Mr. Koontz declined both options, did not propose any other mitigation projects and subsequently sued the District. He claimed that the District’s conditions constituted a taking under the Supreme Court’s Nollan and Dolan decisions. After many years winding through the Florida legal system, the Florida Supreme Court held that Nollan/Dolan level scrutiny was inapplicable because the District did not approve his permit on the condition that he accede to the District’s proposals, rather, the District denied his permit application because Mr. Koontz refused to make concessions. Secondly, the Florida Supreme Court distinguished a demand for an interest in real property, as in Nollan and Dolan, from a demand for money. The Supreme Court reversed and remanded both counts.

The Court, in an opinion written by Justice Alito, held that under the unconstitutional conditions doctrine, the government’s demand for property from a land use permit application must satisfy the Nollan/Dolan requirements even when it denies the permit and that the Nollan/Dolan requirements apply even when the government is demanding money instead of real property.

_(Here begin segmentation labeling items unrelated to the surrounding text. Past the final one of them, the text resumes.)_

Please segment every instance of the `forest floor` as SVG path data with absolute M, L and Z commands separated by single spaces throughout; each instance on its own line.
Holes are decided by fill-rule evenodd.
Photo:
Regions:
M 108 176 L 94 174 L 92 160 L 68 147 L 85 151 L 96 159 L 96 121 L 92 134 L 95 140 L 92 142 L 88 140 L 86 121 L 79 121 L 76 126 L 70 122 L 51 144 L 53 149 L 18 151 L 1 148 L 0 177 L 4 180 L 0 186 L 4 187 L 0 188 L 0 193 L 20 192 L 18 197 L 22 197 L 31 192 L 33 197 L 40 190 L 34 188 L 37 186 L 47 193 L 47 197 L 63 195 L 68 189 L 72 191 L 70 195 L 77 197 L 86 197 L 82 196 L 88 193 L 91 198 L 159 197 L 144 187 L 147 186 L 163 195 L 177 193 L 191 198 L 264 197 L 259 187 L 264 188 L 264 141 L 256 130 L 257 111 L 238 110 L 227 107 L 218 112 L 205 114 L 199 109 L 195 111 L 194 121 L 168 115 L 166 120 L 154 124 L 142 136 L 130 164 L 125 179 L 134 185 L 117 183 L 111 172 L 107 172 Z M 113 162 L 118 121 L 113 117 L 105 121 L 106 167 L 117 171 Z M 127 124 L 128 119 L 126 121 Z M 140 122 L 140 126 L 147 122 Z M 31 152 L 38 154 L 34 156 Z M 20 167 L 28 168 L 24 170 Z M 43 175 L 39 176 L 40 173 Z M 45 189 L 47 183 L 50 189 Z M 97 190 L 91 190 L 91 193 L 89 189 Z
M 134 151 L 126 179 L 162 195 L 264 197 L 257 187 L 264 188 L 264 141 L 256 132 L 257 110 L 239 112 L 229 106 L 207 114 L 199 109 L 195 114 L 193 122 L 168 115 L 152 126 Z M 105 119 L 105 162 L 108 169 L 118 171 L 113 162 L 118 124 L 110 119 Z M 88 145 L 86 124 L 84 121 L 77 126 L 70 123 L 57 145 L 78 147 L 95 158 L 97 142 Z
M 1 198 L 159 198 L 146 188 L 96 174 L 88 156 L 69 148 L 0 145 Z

There are some in the land use community that consider this decision “an unnecessary blow to state and local governments attempting to reduce development impacts on the environment as well as engage in good-faith discussions with landowners to determine appropriate mitigation efforts.” Others are pleased that the Court has finally given lower courts “clear direction as to the proper application of the Constitution’s Takings Clause in the land use exactions context.” How this decision will impact land use agencies in the Maryland/DC area is yet to be determined. However, as land use attorney Gus Bauman told me, one thing is certain, “Koontz will have a definite impact on everyone. It’s crystal clear.”